In this work, we built and evaluated a coordinate-based neural surrogate for rapid reconstruction of steady three-dimensional velocity fields in a stenosed, bifurcating microvascular conduit. By comparing a conventional multilayer perceptron against an otherwise identical model only augmented with random Fourier features on the spatial inputs, we showed that the choice of positional representation is a key factor governing reconstruction fidelity in flows that contain localized steep gradients.
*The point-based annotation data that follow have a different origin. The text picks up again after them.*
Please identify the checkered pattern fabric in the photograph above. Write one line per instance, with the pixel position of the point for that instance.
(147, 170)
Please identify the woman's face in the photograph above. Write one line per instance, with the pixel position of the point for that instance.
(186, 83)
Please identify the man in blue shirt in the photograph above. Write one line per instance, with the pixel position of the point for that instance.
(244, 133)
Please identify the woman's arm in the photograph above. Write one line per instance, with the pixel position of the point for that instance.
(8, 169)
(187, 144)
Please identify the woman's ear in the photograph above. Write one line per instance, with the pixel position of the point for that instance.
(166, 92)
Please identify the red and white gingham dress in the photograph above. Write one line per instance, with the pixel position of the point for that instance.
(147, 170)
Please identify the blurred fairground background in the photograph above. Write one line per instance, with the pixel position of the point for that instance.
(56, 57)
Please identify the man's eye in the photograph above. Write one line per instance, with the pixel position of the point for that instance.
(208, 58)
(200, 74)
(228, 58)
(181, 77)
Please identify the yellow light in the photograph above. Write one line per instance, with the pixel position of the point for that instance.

The main finding is that Fourier feature encoding mitigates the tendency of standard coordinate networks to over-smooth high-gradient regions, thereby improving the surrogate’s ability to preserve stenosis-induced speed-up as well as downstream flow patterns. This supports the use of lightweight Fourier-augmented coordinate networks as mesh-agnostic, query-anywhere surrogates for microvascular flow screening and rapid field reconstruction, where repeated CFD simulations are computationally prohibitive.

The present study is intentionally limited to a controlled, parametrically defined bifurcation geometry and a steady Newtonian/Stokes regime. Consequently, generalization across patient-specific anatomies, uncertainty in boundary conditions, and more complex physics are not demonstrated here. In addition, the surrogate is trained in a supervised manner without explicitly enforcing governing equations, and physical consistency is assessed only through post hoc diagnostics.

Overall, the results highlight that appropriately designed positional encodings can substantially enhance the reliability of coordinate-based surrogates for vascular hemodynamics without increasing model complexity.